Antalya, deniz turizminin yanı sıra doğal güzellikleri ile de ön plana çıkıyor. Sadece deniz ile tatil yapmak istemeyenler ormanlık alanları tercih ediyor. Uzmanlar, yangınların sadece mangal ateşinden çıkmadığını belirtiyor. Yangınların yayılma hızında küresel ısınmanın etkin faktör olduğuna dikkat çekiliyor.
Sıcak havalarda daha çok meydana gelen orman yangınlarının, atılan sigara izmaritleri, cam şişeler, mangal ateşinin tam söndürülmemesi gibi sebeplerden çıktığı; küresel ısınma sebebiyle ilerlediği ifade ediliyor. Türkiye Ormancılar Derneği verilerine göre Antalya’da son 10 yılda 2.234 yangın meydana gelmiş. Yıllık oranda ise 223 yangın meydana geldi.
İklim değişikliği yangınların artmasında önemli bir etken
Dünyanın üçte birini oluşturan ormanlarda gün geçtikçe artan yangınların nedenleri doğal kaynaklı ya da ihmal, kaza ve kasıtlı olarak olabilse de, her ne nedenle çıkmış olursa olsun yangın çıktıktan sonra yayılma hızı ve büyüklüğüne iklim değişikliği neden olmaktadır.
Çevre Mühendisi Bilkan Sert konuya dair yaptığı açıklama da:“Sıcaklık, yağış, rüzgâr ve nemin olağan seyrinin dışında parametrelerle seyrettiği aşikardır. İklim değişikliğinin sebep olduğu en önemli negatif sonuçlardan biri de orman yangınlarıdır” dedi.
Ormanlaşmanın artması gerekiyor
Çevre Mühendisi Bilkan Sert, “Oluşan çevre sorunları, atıkların doğru yönetilmemesi, su kirliliği, hava kirliliği, emisyon artışlarının en iyi çözümü yeşil alan artırımı, ormanlaşmanın arttırılması iken; üstüne bir de çevre sorunlarının neden olduğu iklim değişikliği ile orman yangınlarının artması, çift taraflı orman gereksinimini artırmaktadır” dedi.
Isınan dünyada yangınlara zemin hazırlanıyor
Sert, “Dünyanın ısınan iklimi, yangın oluşmasına müsait bir zemin hazırlıyor. Gece sıcaklıklarının da geçmiş yıllara göre artarak seyretmesi ile başlamış bir yangının gece boyunca devam etmesine zemin oluşturuyor. 50 yıllık hava durumu verileri incelendiğinde yangın mevsiminin ilkbaharda daha erken başlamaya, sonbaharda da daha geç tarihlere uzadığı görülmüştür” dedi.

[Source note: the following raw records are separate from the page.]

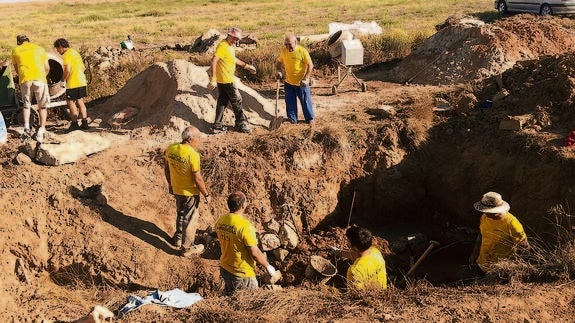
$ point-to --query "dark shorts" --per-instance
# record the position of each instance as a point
(76, 93)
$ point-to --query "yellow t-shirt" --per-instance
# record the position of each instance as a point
(235, 234)
(368, 270)
(183, 161)
(498, 239)
(226, 66)
(295, 64)
(73, 60)
(29, 59)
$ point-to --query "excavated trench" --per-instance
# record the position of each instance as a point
(429, 195)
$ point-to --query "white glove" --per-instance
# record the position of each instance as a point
(271, 270)
(334, 251)
(250, 68)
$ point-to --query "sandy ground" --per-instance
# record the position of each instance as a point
(386, 154)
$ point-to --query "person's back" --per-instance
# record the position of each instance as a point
(368, 271)
(77, 78)
(183, 160)
(235, 233)
(499, 239)
(29, 59)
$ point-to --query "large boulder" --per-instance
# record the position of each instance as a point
(67, 148)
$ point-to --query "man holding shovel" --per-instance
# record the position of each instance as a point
(298, 68)
(368, 268)
(223, 68)
(500, 233)
(239, 246)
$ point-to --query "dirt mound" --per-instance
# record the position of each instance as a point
(466, 49)
(543, 87)
(174, 94)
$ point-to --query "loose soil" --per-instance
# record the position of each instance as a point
(384, 158)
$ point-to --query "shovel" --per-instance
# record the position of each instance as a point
(276, 121)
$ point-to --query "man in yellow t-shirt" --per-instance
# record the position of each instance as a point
(296, 62)
(368, 269)
(76, 83)
(31, 64)
(500, 232)
(239, 246)
(182, 172)
(222, 75)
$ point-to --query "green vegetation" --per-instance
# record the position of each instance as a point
(151, 24)
(97, 23)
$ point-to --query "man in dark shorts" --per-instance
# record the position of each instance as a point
(76, 84)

Dumanlar binlerce mil yol alabiliyor
Sert, “Tropikal bölgelerde daha çok sonuçlarını gördüğümüz iklim değişikliğine bağlı orman yangınları, emisyon miktarında da tonlarca artışa sebep olmaktadır. Dünyanın herhangi bir yerinde çıkan yangının karbon emisyonları, dumanı binlerce mil yol alabilir. Yangın sezonunda azalan yağış miktarı da yangınların büyümesi ve yayılmasında oldukça önemli etkendir.” dedi.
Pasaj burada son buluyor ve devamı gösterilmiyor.